Le premier article, de Vincent Chatellier, retrace l’histoire récente de la politique agricole commune, ses évolutions et ses mécanismes, rappelant les raisons que l’on peut avancer en faveur d’une intervention publique en agriculture. Il explique ainsi que les finalités d’une politique agricole (sécurité sanitaire des aliments, sécurité des approvisionnements, respect de l’environnement, vitalité des territoires), militent pour son ajustement, non pour son renoncement.

Le deuxième article nous amène un peu plus loin, aux frontières de l’Europe politique à 27, en Ukraine, pour étudier les dynamiques concurrentes et complémentaires de deux types d’exploitations : les grandes entreprises, présentées comme le fer de lance de la performance économique agricole ukrainienne, et les micro-structures d’à peine quelques hectares, qui représentent l’immense majorité des exploitations de ce pays. Comme souvent, les résultats en matière de performance comparée ne sont pas ceux que l’on croit.

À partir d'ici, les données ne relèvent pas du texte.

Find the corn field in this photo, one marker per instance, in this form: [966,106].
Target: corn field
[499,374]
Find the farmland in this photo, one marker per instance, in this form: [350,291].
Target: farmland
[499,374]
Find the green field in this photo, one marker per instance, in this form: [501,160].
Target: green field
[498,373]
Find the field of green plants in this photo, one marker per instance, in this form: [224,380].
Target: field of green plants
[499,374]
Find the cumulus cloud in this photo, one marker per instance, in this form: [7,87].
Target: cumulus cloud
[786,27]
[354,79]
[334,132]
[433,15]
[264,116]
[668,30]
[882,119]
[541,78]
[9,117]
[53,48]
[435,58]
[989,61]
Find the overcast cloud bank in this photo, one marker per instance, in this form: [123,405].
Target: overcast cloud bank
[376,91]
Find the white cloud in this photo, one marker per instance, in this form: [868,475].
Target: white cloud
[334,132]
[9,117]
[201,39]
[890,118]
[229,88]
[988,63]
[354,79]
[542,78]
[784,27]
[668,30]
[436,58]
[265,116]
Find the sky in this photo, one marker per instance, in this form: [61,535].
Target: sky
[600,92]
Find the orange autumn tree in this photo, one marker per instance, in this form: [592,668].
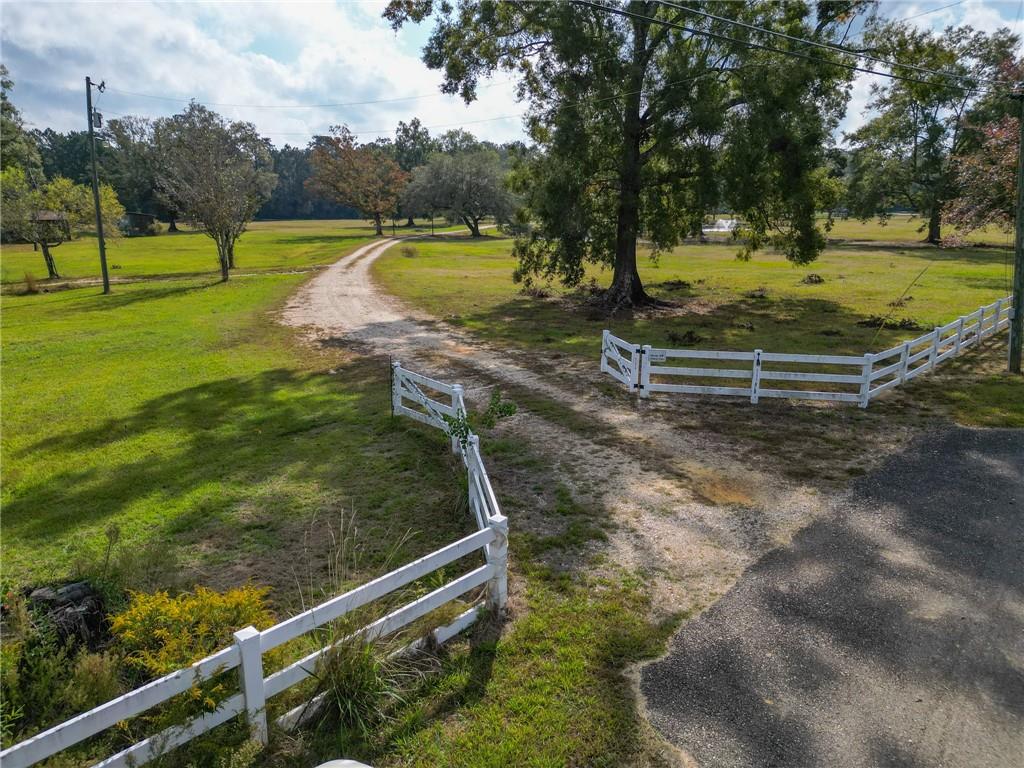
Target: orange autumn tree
[359,176]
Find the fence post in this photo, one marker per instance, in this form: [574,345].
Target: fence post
[498,555]
[756,377]
[644,371]
[604,355]
[251,678]
[395,386]
[904,361]
[459,406]
[865,380]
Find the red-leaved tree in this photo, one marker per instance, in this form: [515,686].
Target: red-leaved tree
[986,179]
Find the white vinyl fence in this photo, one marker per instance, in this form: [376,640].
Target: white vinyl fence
[812,377]
[409,398]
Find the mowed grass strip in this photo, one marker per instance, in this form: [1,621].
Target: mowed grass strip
[183,414]
[723,303]
[265,246]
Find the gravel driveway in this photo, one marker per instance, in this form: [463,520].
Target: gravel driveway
[890,633]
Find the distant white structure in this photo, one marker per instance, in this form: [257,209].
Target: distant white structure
[721,225]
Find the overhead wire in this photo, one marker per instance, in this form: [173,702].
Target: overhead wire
[299,107]
[768,48]
[826,46]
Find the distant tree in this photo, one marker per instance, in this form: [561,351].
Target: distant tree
[903,157]
[291,199]
[214,172]
[49,214]
[68,155]
[467,186]
[644,127]
[364,177]
[17,147]
[411,148]
[986,180]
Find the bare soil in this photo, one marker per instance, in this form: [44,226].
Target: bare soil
[681,506]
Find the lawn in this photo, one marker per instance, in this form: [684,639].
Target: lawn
[182,414]
[220,449]
[266,246]
[723,303]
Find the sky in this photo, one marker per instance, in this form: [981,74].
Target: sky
[267,61]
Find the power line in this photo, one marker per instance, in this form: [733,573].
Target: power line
[761,46]
[933,10]
[826,46]
[300,107]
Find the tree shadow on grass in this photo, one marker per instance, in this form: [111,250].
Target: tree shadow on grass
[896,615]
[243,465]
[155,291]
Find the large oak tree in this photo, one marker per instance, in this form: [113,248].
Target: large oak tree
[361,176]
[645,127]
[216,173]
[904,157]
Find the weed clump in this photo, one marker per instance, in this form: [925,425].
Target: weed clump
[685,339]
[160,634]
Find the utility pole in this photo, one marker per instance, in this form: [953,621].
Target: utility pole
[1017,324]
[95,181]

L’article de Laurence Roudart ouvre encore un peu plus notre horizon spatial et temporel en interrogeant le présupposé, lui aussi couramment admis, d’une rareté alarmante des terres. En comparant les résultats fournis par trois bases de données (FAOStat, GAEZ et SAGE), l’étude montre que les terres cultivées sont encore loin d’occuper l’ensemble des espaces aptes aux cultures pluviales. La conclusion prospective est plutôt optimiste : les terres seront disponibles, demain, pour nourrir les hommes et même fournir la filière des biocarburants tout en respectant zones protégées et surfaces forestières. Demeure tout de même la question la plus difficile : comment les mobiliser efficacement ?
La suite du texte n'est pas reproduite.